Execution contexts: migrations
Background migrations
Code which executes the background migration jobs. This includes both the familiar background migrations, as well as newer batched background migrations. We also have migration helpers to support this, although for the most part that could be included in the above category. However, there are migration helpers which force execution of background migration jobs inline in the context of the migration, so we have to be aware of that.
Execution context: migrations, sidekiq
Partitioning
Processes which automatically manage creation and cleanup of dynamic partitions. Currently the only form of dynamic partitions is time-based (monthly). There are two main components. The first component creates new partitions ahead of their use, and detaches old partitions that are no longer needed. The second component drops partitions that have been detached and are ready for removal.
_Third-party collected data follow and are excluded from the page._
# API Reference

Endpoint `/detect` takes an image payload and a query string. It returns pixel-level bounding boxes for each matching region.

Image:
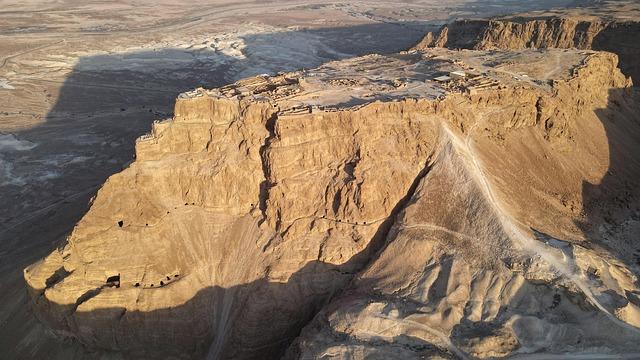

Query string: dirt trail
[443,123,640,335]
[543,51,563,80]
[0,39,64,71]
[374,313,472,360]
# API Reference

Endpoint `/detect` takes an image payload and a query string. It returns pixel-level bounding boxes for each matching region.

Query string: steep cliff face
[289,159,640,357]
[288,52,640,359]
[414,17,640,85]
[25,48,640,359]
[23,62,445,359]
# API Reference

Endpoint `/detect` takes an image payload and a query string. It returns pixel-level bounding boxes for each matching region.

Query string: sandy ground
[0,0,604,358]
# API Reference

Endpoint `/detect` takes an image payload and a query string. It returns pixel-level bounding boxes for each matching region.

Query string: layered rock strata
[25,48,640,359]
[414,17,640,85]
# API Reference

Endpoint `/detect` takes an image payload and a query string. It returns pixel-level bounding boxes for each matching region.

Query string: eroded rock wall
[414,17,640,84]
[24,94,445,359]
[24,50,640,359]
[287,54,640,358]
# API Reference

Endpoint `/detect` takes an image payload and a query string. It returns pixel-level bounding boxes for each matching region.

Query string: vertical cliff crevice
[259,112,278,226]
[354,157,435,268]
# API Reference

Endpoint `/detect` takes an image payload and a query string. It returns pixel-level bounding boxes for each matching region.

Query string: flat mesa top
[181,48,594,112]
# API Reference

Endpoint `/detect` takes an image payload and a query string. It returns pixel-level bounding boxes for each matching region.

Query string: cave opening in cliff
[106,274,120,288]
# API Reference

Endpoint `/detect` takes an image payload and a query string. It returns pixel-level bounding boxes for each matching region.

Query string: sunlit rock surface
[25,46,640,359]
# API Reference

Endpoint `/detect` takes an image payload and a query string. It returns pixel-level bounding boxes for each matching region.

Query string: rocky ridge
[24,45,640,359]
[413,17,640,85]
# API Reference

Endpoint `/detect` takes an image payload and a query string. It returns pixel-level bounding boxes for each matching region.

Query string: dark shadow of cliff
[592,21,640,87]
[27,260,344,359]
[525,87,640,321]
[0,21,435,359]
[578,86,640,274]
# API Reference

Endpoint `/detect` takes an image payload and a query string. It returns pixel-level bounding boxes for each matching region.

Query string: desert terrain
[2,0,640,359]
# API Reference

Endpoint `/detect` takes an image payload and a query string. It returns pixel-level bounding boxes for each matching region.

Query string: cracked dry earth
[24,46,640,359]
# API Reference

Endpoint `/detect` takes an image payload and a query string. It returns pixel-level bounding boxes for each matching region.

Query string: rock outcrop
[25,46,640,359]
[286,50,640,359]
[414,17,640,85]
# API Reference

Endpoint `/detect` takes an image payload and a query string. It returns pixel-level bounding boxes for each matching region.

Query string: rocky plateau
[414,15,640,85]
[23,15,640,360]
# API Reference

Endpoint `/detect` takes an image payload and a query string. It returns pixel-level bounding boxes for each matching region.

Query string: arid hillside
[25,43,640,359]
[288,52,640,359]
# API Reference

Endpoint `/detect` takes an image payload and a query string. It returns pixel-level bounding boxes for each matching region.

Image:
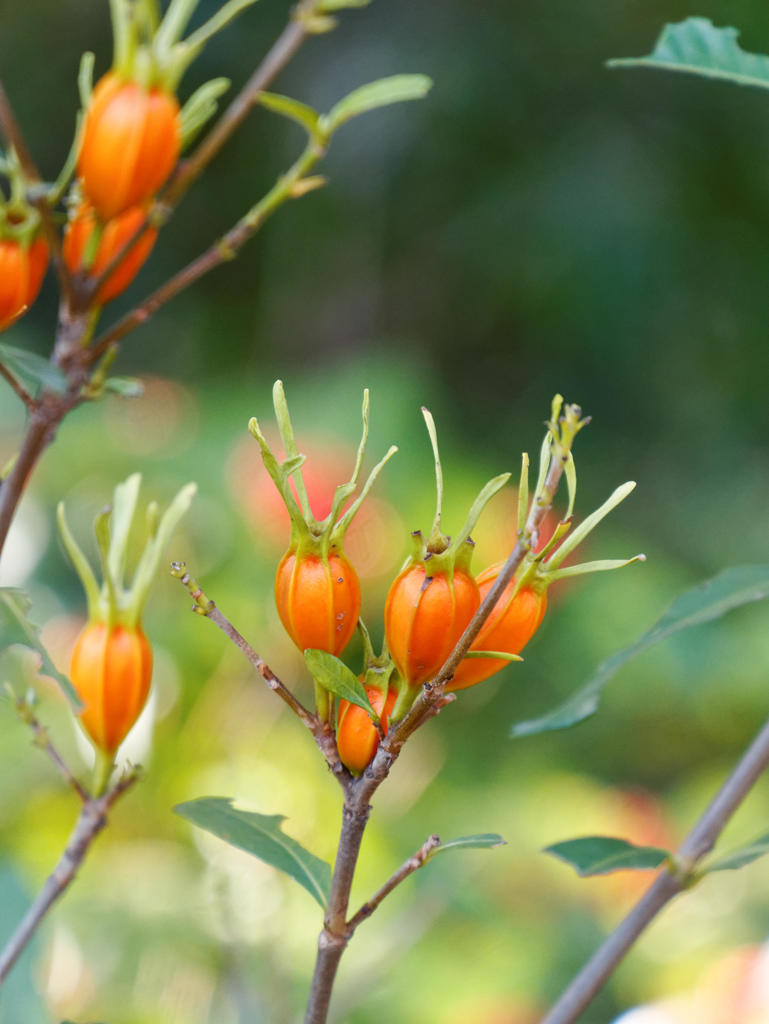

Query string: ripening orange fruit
[70,621,153,755]
[337,685,397,775]
[275,549,361,656]
[63,203,157,303]
[0,236,49,332]
[78,73,181,221]
[384,561,480,687]
[447,566,547,692]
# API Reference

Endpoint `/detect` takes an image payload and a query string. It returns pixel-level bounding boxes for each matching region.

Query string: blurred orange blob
[227,433,403,580]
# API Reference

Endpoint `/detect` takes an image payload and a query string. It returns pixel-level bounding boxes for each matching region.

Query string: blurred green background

Execution contexts: sidekiq, initializer, rake
Reindexing
Process which periodically reindexes database indexes to reduce bloat.
Execution contexts: rake (from system cron)
Multi-database execution
In addition to needing multi-database execution, all of the above have their own supporting models used to track or query state. Some of these are also shared between contexts, for example background migration tables are both referenced from the background migration runner or individual jobs, and also migrations.
In some instances the models are backed by views over PG catalog tables, so we can easily query information about partitions, index bloat, etc.
There are two main concerns we need to discuss, which may be related but can possibly be seen as two separate issues:
- On which database do we store state for multi-database features, and
- How do we run these features in a context of multiple databases
Supporting tables/models
I think we have two options here:
- Create identical tables in each database, which is close to the data it operates on. For some models (like those backed by PG catalog), we don't have any other way to do it.
- Keep the tables on the main database only, with added information to understand where the operations need to occur.
The current approach so far has been to consider having those tables duplicated on each database. As mentioned above, this is a requirement for some to see the correct data. For some like background migrations, it's not as clear cut. The schema_migrations
table will have to exist on each database, so we can see background migration information as an extension of that. This could also make it easier to do transactional work, because the background migration executing jobs against CI does not have to reach across to the main database to update tracking tables.
The downside to this approach is updating the correct data in the correct location, we have to be very careful about connection management.
Run features in multi-database setup
Likewise I think we have two options here (although all features might not have to follow the same approach):
- Keep the database in-sync, and run all features across all databases until we physically separate them.
- Run only what we need where we need it
Considering option 1, we already keep the schema in sync between main and ci, and share a single structure.sql
, so this follows that philosophy. If we plan to run "regular" (schema changing) migrations against both databases, it would be consistent to also create partitions there as well. Also, if we run migrations that enqueue background migrations against both databases, but not actually run the jobs on both, that has an impact later when we finish or cleanup those migrations.
Considering option 2, this seems to fit better with the end goal of what we want to accomplish. With a split database in production, we don't want to run the same operations against all the databases. Prior to the physical split we have replication to maintain the data between the two clusters. After the physical split, we begin to run only what we need where want, and let the non-used tables degrade until we truncate/remove them.
Technical challenges
We also have the final piece, which is how do we implement all this? We have already taken two approaches for partitioning, neither of which works without a fair bit of complexity. Ultimately in the case of using PG catalog, we have models which need to be shared across both databases, so we need to solve connection management.
For migration helpers, this doesn't matter as much currently because Rails overrides connections there, giving us what we need as the default. For sidekiq/application code, we need to be explicit about passing the correct connection throughout to get consistent results, especially within a transaction scope.
In background migrations, we use migration-local models or anonymous models to do database work, which typically use ActiveRecord::Base
. We need to override connection defaults here to have the models use the correct connection for the context of execution.